The three groups urge Congress and the administration to approve a comprehensive national smallpox injury compensation program to provide easily accessible compensation to anyone who becomes ill, injured, or disabled, or who dies as a result of the vaccine, either through primary or secondary transmission. They also asked for a broader definition of those entities covered by liability protection under the Homeland Security Act.
Addressing the overall funding issue, the groups strongly agree that funding remains a great concern and additional funds will be needed if state and local public health agencies are to carry out all their responsibilities.
At about the same time that the organizations were calling for a smallpox vaccination compensation plan, Thompson said the government would create a program to provide benefits to public health and medical response team members who are injured as a result of receiving the smallpox vaccine. Elements in the plan, said to be similar to one already available to police officers and firefighters, are a permanent and total disability benefits; death benefits; temporary or partial disability benefits; and health care benefits.
HHS also proposes to provide compensation to third parties who contract vaccinia from public health and medical response team workers who have been vaccinated.

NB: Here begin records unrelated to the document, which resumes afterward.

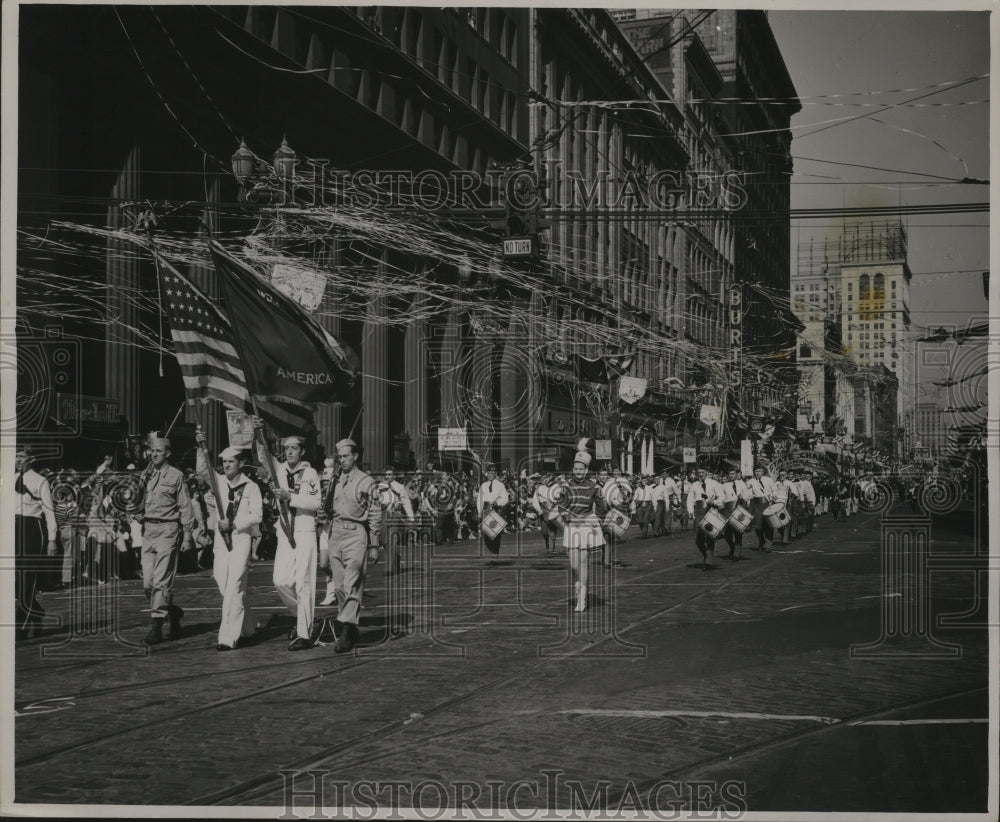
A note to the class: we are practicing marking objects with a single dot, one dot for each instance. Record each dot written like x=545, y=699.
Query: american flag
x=204, y=344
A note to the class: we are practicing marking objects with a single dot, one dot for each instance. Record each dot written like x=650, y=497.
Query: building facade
x=388, y=89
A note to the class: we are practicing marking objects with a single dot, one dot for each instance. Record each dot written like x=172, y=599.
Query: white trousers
x=230, y=569
x=295, y=577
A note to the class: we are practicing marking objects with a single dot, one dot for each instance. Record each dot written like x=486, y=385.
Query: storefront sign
x=452, y=439
x=240, y=429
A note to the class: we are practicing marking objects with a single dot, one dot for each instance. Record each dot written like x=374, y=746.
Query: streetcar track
x=260, y=782
x=78, y=745
x=265, y=783
x=798, y=735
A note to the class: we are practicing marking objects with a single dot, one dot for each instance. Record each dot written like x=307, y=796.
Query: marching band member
x=294, y=577
x=395, y=502
x=238, y=511
x=736, y=493
x=668, y=494
x=34, y=538
x=582, y=527
x=356, y=524
x=807, y=494
x=541, y=501
x=704, y=493
x=616, y=494
x=492, y=495
x=166, y=516
x=762, y=494
x=785, y=493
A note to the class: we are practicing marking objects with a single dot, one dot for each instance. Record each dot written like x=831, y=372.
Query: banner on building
x=452, y=439
x=632, y=389
x=240, y=427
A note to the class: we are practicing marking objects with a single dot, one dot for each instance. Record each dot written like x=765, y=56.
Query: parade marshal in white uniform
x=241, y=510
x=492, y=495
x=295, y=560
x=355, y=524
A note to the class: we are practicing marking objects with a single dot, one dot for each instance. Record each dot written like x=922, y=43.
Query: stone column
x=415, y=349
x=374, y=393
x=121, y=358
x=329, y=418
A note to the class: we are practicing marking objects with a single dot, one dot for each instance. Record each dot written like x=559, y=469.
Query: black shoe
x=175, y=614
x=155, y=635
x=347, y=638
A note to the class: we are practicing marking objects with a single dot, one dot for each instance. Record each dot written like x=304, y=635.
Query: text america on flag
x=209, y=362
x=285, y=352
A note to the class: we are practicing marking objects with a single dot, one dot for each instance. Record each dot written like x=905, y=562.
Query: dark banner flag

Ms. O’Brien from APHA tells State Health Watch of a number of ways a compensation plan could be strengthened:
1. A national program should provide timely first-dollar compensation for medical care and lost wages, rather than function as a system of last resort.

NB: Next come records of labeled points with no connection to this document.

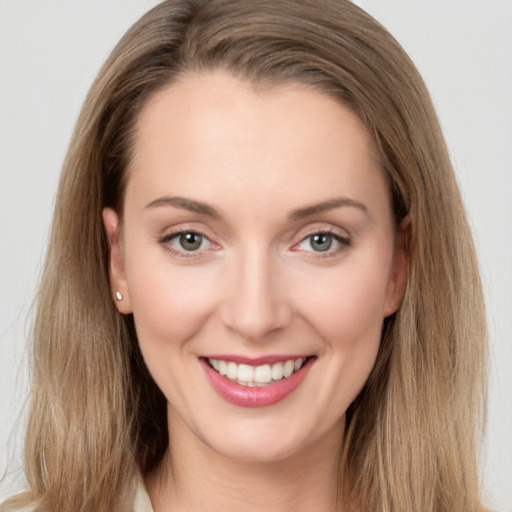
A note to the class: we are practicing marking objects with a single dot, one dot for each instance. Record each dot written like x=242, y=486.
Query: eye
x=323, y=242
x=184, y=242
x=320, y=242
x=189, y=241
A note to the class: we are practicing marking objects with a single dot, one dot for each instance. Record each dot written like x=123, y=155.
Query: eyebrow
x=185, y=204
x=205, y=209
x=324, y=206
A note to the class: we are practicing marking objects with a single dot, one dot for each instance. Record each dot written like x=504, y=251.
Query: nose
x=255, y=304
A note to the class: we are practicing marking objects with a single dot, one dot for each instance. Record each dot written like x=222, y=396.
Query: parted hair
x=97, y=418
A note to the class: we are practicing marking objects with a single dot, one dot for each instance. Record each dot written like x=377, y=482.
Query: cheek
x=169, y=302
x=346, y=304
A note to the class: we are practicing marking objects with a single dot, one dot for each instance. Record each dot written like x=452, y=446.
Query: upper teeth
x=256, y=375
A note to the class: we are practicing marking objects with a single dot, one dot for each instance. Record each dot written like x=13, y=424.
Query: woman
x=320, y=349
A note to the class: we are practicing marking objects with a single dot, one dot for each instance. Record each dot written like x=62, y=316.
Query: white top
x=141, y=502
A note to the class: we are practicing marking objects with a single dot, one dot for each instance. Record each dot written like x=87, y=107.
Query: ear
x=117, y=275
x=398, y=278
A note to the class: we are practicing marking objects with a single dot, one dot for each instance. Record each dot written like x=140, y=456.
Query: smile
x=256, y=376
x=256, y=383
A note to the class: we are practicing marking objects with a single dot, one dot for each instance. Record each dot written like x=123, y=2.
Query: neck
x=193, y=477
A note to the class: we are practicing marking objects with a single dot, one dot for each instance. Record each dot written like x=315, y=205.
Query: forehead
x=216, y=132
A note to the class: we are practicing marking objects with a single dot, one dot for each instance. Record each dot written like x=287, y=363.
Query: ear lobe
x=118, y=284
x=398, y=278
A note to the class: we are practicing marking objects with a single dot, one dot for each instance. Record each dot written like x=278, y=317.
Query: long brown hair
x=96, y=417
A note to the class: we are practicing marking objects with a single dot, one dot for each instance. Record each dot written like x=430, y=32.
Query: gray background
x=50, y=50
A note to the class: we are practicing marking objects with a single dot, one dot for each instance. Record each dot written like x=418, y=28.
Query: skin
x=256, y=286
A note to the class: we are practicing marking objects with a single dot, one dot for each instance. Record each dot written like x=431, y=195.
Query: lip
x=256, y=361
x=244, y=396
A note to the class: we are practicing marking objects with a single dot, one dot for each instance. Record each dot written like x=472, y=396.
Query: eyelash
x=183, y=253
x=344, y=242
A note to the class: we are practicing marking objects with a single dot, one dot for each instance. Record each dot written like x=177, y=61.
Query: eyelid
x=166, y=238
x=342, y=237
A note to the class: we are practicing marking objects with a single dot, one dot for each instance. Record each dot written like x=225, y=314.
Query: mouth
x=256, y=376
x=256, y=382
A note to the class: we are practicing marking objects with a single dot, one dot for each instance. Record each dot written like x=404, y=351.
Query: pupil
x=190, y=241
x=321, y=242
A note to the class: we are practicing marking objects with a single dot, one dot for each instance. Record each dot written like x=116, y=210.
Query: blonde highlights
x=96, y=416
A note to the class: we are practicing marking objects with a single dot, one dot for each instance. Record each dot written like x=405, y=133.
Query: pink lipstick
x=270, y=392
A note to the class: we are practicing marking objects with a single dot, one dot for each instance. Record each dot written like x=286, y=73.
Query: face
x=258, y=255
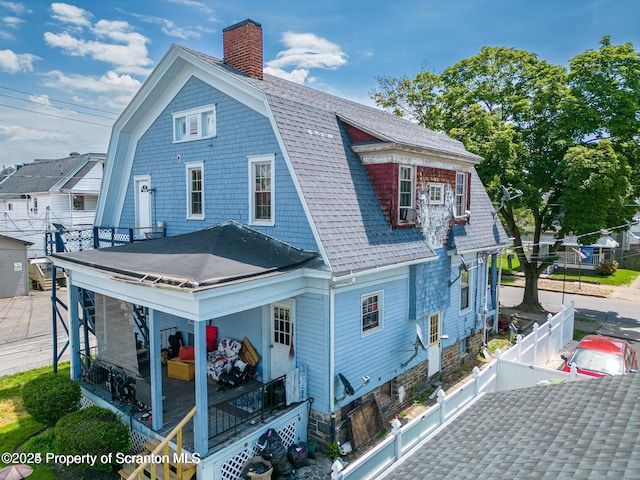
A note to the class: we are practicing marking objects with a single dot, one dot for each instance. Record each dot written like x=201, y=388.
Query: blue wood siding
x=312, y=345
x=241, y=132
x=376, y=354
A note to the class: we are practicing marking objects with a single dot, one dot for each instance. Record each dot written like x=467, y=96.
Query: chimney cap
x=240, y=24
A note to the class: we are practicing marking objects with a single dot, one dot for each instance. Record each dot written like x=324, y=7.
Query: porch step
x=188, y=468
x=127, y=471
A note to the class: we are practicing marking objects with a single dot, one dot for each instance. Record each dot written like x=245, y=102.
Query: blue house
x=346, y=252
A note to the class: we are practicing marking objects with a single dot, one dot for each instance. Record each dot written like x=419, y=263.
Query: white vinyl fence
x=520, y=366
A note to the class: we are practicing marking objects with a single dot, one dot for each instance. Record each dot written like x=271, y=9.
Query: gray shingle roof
x=346, y=211
x=40, y=176
x=588, y=429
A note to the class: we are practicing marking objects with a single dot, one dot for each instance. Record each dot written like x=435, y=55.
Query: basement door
x=434, y=344
x=143, y=204
x=282, y=342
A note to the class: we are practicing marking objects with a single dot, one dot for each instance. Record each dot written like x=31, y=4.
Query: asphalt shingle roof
x=40, y=176
x=336, y=188
x=588, y=429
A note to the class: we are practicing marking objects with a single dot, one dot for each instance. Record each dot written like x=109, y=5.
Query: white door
x=143, y=205
x=282, y=341
x=434, y=344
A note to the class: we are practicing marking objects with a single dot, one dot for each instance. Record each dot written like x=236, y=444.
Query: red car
x=599, y=356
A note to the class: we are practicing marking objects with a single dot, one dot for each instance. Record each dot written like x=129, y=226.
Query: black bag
x=298, y=456
x=274, y=451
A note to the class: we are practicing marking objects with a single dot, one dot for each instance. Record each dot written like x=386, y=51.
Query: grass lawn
x=16, y=425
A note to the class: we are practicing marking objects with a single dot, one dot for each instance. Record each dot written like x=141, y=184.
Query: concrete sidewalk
x=26, y=333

2. The program should not be limited in time. (It currently proposes a 120-day time limit.) There will be a need for full protections for volunteer vaccinees for as long as it is national policy to maintain preparedness for smallpox.
3. Lump-sum payments for death and disability should include lost wages. The incidence of permanent disability and death is likely to be extremely low. Therefore, providing an expanded benefit that more accurately reflects lost income will not be costly and will ensure greater confidence among volunteers that they and their families would be protected.

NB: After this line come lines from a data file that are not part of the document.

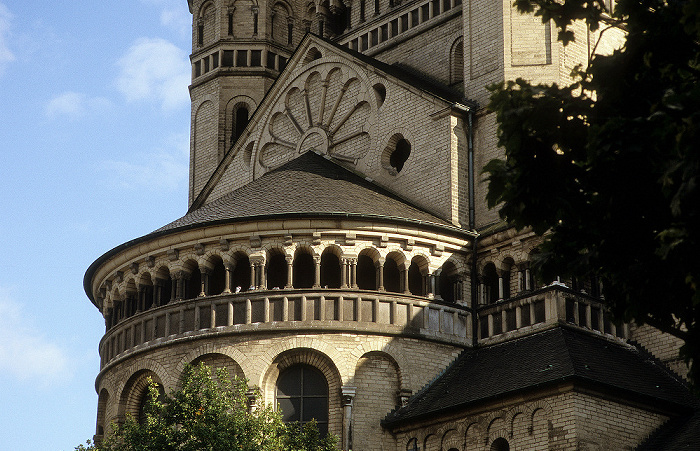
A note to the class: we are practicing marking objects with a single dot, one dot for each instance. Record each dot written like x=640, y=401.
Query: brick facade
x=380, y=302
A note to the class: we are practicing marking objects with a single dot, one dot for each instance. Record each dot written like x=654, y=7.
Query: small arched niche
x=396, y=154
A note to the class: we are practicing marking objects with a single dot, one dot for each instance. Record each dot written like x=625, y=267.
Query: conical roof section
x=309, y=185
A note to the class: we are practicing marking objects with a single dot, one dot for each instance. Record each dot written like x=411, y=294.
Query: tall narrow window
x=302, y=395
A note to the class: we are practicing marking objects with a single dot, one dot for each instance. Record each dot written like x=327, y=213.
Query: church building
x=338, y=252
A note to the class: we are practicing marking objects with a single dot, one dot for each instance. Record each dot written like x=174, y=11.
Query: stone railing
x=340, y=310
x=247, y=55
x=387, y=29
x=540, y=308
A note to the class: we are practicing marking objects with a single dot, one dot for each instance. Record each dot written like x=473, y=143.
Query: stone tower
x=238, y=50
x=337, y=232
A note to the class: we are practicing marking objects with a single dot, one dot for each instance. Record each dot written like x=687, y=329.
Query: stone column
x=344, y=273
x=252, y=395
x=230, y=267
x=203, y=283
x=348, y=394
x=353, y=273
x=263, y=275
x=317, y=272
x=290, y=272
x=380, y=264
x=528, y=279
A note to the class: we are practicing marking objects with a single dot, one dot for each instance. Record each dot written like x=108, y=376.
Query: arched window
x=304, y=270
x=330, y=270
x=239, y=120
x=366, y=273
x=457, y=65
x=500, y=444
x=392, y=276
x=400, y=154
x=217, y=278
x=302, y=395
x=193, y=285
x=276, y=270
x=415, y=280
x=240, y=279
x=490, y=279
x=450, y=286
x=164, y=284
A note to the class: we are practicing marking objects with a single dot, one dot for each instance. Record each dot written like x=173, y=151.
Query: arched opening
x=507, y=275
x=392, y=275
x=102, y=401
x=500, y=444
x=457, y=66
x=240, y=277
x=135, y=394
x=240, y=121
x=276, y=269
x=217, y=277
x=164, y=286
x=417, y=272
x=395, y=154
x=450, y=287
x=490, y=281
x=366, y=273
x=304, y=273
x=145, y=292
x=131, y=299
x=379, y=93
x=400, y=154
x=302, y=395
x=193, y=282
x=330, y=269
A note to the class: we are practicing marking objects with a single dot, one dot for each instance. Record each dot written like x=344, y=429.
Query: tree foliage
x=209, y=413
x=606, y=169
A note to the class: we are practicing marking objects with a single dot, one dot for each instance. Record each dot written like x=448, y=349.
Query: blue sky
x=94, y=145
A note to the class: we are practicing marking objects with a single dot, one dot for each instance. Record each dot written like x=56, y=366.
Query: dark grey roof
x=682, y=433
x=408, y=75
x=309, y=185
x=545, y=358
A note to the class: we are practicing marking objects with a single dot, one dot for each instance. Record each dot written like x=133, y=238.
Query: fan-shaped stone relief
x=329, y=114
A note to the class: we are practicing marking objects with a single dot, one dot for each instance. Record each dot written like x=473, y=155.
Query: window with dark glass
x=302, y=395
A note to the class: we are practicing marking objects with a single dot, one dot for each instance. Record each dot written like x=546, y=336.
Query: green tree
x=209, y=413
x=606, y=169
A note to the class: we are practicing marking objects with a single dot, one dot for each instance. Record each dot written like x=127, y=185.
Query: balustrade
x=552, y=304
x=338, y=310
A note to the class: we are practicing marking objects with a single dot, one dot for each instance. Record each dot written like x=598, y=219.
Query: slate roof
x=408, y=75
x=309, y=185
x=682, y=433
x=547, y=358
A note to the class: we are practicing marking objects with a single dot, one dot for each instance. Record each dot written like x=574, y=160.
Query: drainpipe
x=471, y=176
x=472, y=224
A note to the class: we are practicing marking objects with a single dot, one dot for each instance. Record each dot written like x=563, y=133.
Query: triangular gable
x=355, y=110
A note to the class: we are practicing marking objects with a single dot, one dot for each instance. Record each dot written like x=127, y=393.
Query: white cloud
x=163, y=170
x=74, y=105
x=174, y=15
x=25, y=353
x=154, y=69
x=6, y=55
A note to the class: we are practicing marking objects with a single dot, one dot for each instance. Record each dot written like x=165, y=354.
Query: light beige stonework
x=181, y=296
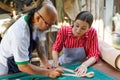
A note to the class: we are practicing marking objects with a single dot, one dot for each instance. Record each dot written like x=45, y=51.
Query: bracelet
x=83, y=65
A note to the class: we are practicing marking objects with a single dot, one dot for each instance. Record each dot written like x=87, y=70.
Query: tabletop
x=101, y=69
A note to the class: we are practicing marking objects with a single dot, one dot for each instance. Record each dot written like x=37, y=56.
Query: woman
x=78, y=42
x=22, y=38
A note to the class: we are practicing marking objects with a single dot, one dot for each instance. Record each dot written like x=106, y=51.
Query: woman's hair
x=31, y=13
x=85, y=16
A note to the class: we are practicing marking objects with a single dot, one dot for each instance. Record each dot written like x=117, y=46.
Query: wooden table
x=100, y=65
x=108, y=69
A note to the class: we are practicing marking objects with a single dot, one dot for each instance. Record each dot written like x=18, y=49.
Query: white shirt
x=16, y=42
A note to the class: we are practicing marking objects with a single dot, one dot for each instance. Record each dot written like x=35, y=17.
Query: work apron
x=12, y=66
x=72, y=55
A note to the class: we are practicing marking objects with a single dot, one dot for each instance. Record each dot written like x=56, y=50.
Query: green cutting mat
x=23, y=76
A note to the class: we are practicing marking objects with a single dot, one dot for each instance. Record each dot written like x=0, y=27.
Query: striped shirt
x=89, y=41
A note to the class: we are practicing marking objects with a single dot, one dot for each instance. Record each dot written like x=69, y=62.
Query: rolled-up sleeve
x=58, y=45
x=92, y=43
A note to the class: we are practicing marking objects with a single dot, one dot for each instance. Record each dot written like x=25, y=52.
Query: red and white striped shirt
x=89, y=41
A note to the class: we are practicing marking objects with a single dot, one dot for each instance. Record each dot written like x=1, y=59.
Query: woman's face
x=43, y=23
x=80, y=28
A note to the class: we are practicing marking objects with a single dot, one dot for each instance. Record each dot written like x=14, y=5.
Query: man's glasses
x=46, y=23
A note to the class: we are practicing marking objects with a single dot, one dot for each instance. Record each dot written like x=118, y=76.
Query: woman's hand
x=53, y=73
x=48, y=66
x=55, y=64
x=81, y=70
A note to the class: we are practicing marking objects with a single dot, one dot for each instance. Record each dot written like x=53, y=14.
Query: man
x=22, y=38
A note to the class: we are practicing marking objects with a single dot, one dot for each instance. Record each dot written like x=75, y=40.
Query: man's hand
x=53, y=73
x=55, y=64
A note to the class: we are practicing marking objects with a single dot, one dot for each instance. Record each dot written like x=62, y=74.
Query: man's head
x=45, y=17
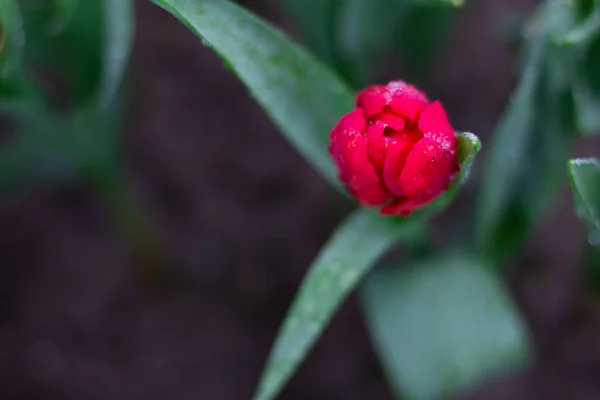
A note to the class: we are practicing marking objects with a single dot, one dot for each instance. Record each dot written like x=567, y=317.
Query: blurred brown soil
x=241, y=216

4. Volunteers who are helping our nation address terrorism preparedness should receive compensation for all lost wages. Compensation should begin immediately without any period of delay, should be 100% rather than 66%, and should not be subject to a cap.
Meanwhile, a coalition of parents and health care providers organized as Americans for Vaccine Safety and Accountability, asked that Congress separate reform of the Child Vaccine Injury Compensation Program from bioterrorism legislation. A coalition news release says the group opposes inclusion of Vaccine Injury Compensation Program reforms in a bill that targets funding for development of new bioterrorism vaccines and compensation for health care workers injured by smallpox vaccine.
"Wedging reform of the federal vaccine injury compensation for children into a fast-tracked bioterrorism bill is no way to get the job done right," said coalition president Barbara Fisher.
"Congress made a social contract with the parents of America in 1986, and that contract was that if parents vaccinated their children, then the government would provide federal compensation if a child was injured. The no-fault, expedited, fair, and generous compensation system that Congress envisioned has not lived up to its promise, and we owe it to all children to do it right this time around," she added.